The Massachusetts Appeals Court has ruled that Boston police must restore the jobs of six officers fired after positive drug test results, a decision that questions the department’s reliance on the controversial practice of using hair samples to test for illegal substance use.
The decision, issued Friday, upholds the rulings of a lower court and the state’s Civil Service Commission, which both said that hair tests used by Boston police are not reliable enough to support an employment decision without additional evidence.
The six officers provided the commission with evidence to support their contention that they did not use cocaine.
The court’s decision upheld the termination of four other officers who tested positive for drugs between 2001 and 2006.
The practice has also been the subject of a separate challenge in federal court that claims that testing hair samples is discriminatory because the texture of black officers’ hair makes them more susceptible to inaccurate positive results.
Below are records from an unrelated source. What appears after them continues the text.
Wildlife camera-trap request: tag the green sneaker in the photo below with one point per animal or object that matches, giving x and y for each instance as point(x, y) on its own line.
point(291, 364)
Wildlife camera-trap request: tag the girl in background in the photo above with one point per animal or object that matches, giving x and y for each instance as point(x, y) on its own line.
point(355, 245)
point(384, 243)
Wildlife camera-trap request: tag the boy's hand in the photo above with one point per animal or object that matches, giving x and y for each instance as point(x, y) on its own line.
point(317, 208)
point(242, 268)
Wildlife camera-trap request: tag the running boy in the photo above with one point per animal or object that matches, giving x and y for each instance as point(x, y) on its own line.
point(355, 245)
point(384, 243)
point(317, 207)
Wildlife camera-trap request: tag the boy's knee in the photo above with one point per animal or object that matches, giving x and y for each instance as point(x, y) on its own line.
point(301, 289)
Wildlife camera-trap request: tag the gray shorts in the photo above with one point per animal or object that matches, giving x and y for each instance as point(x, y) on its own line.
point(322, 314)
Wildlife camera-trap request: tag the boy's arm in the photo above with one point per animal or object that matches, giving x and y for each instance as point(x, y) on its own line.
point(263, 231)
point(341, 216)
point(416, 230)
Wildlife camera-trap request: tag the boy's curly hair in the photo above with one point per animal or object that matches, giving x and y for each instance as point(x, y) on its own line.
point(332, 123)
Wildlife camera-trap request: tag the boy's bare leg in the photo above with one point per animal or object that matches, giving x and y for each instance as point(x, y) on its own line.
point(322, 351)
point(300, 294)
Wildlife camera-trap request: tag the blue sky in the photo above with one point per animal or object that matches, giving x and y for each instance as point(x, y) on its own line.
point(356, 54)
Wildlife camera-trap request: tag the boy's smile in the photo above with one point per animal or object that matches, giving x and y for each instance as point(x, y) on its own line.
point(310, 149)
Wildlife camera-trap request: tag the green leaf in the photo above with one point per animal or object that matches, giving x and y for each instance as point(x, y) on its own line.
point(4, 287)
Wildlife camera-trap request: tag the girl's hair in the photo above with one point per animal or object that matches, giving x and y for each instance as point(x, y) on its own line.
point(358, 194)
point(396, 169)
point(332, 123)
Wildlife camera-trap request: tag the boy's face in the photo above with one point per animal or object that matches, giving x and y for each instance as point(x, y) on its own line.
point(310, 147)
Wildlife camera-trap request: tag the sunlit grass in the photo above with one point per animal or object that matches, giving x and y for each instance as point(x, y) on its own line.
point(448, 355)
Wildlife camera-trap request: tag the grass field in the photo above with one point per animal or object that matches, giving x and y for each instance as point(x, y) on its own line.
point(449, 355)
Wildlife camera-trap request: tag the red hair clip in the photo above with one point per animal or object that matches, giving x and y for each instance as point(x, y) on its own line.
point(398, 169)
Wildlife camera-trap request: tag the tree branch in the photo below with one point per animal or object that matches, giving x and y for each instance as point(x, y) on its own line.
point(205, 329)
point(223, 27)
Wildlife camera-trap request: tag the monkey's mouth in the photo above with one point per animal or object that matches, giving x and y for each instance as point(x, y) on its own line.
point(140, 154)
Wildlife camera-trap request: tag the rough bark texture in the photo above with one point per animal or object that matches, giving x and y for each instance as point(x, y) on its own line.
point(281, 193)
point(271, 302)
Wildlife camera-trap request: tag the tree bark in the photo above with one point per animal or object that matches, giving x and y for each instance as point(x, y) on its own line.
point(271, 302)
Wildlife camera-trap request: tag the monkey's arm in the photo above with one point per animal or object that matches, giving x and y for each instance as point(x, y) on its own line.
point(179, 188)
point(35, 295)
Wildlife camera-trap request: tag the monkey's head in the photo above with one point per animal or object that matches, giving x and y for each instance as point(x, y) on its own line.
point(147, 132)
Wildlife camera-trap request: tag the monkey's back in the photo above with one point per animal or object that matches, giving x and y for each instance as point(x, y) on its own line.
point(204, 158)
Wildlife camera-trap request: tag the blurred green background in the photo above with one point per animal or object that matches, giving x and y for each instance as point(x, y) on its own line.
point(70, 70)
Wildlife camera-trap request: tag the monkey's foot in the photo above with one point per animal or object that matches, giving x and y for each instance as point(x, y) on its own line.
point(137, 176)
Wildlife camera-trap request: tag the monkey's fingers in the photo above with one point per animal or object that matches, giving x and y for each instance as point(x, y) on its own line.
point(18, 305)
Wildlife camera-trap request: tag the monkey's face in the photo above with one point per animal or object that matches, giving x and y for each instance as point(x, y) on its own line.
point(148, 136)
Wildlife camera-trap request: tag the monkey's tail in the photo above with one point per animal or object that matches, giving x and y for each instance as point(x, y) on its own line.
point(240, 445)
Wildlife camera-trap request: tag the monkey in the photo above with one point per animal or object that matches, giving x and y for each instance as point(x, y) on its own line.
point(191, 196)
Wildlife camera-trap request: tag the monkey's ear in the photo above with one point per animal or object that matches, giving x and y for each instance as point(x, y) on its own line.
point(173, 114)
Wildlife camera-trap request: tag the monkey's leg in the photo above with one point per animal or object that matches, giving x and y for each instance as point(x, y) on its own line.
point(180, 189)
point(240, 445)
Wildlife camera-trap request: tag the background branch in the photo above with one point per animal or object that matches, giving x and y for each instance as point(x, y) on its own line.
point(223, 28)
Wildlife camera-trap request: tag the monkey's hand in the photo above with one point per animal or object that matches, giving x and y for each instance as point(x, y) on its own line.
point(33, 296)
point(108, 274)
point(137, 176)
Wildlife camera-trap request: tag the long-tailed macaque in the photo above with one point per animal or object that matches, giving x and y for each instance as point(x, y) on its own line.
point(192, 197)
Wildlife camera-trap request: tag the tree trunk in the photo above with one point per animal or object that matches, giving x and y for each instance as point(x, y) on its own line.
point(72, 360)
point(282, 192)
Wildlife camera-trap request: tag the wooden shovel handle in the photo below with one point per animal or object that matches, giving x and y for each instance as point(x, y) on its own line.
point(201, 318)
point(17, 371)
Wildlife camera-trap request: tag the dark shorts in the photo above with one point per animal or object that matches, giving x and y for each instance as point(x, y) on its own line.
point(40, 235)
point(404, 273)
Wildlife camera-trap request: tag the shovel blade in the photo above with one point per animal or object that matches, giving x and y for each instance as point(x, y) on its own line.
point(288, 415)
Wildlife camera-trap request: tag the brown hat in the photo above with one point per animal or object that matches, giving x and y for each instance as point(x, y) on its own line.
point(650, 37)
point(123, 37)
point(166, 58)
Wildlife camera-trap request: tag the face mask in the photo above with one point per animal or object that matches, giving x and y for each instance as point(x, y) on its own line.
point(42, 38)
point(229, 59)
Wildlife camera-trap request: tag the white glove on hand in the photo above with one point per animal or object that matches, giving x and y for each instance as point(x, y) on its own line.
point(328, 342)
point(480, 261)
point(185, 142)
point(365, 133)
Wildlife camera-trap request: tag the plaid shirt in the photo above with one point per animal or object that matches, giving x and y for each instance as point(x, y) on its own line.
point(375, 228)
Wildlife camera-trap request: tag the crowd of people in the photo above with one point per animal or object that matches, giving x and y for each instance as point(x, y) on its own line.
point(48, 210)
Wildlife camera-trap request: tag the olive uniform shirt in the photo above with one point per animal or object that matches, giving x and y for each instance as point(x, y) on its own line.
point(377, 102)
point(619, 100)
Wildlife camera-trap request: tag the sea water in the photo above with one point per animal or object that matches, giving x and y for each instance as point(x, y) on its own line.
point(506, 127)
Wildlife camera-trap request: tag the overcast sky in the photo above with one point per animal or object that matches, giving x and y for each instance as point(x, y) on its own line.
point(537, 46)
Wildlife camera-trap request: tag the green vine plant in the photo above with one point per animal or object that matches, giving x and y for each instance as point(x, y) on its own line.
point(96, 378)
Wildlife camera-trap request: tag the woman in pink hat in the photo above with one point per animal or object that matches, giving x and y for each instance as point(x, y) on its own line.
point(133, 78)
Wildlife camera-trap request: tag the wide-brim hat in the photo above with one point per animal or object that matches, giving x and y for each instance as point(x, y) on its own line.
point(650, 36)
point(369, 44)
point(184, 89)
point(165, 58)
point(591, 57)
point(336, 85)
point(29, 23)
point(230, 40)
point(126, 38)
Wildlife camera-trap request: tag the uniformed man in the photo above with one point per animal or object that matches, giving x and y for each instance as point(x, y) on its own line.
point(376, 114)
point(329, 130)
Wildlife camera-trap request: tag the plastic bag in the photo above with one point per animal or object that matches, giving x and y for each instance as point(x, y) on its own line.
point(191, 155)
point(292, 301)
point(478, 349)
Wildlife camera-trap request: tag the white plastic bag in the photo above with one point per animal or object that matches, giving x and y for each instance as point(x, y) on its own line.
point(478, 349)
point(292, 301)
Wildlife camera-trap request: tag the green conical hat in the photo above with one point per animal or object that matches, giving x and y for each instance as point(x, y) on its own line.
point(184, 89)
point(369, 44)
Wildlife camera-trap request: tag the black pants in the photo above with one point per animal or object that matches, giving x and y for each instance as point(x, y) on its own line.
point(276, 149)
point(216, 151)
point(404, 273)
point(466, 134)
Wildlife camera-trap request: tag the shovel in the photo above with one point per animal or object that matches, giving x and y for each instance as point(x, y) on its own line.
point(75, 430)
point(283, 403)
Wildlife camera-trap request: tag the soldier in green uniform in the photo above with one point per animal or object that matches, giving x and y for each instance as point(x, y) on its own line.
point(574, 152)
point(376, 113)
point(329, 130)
Five of the officers whose jobs are in line to be restored by the appeals court ruling are black men who are also plaintiffs in the pending federal court case.
Attorneys representing the officers said the appeals court ruling is significant because it supports their arguments that the tests were unreliable.
“They basically said that hair testing, though it’s a useful tool, is not good enough to do what the department has been doing with it,” said Alan H. Shapiro, who represents the 10 officers in the state case.
The appeals court said the commission’s decision was “well supported,” saying the process used by the department had shifted its standards over the years to distinguish between ingestion and environmental exposure.
The decision also noted “a lack of general acceptance in the scientific and law enforcement communities, and a lack of universally recognized industry standards” for the practice.
Both sides can appeal the ruling to the Supreme Judicial Court. Boston police had no immediate comment Monday on the ruling.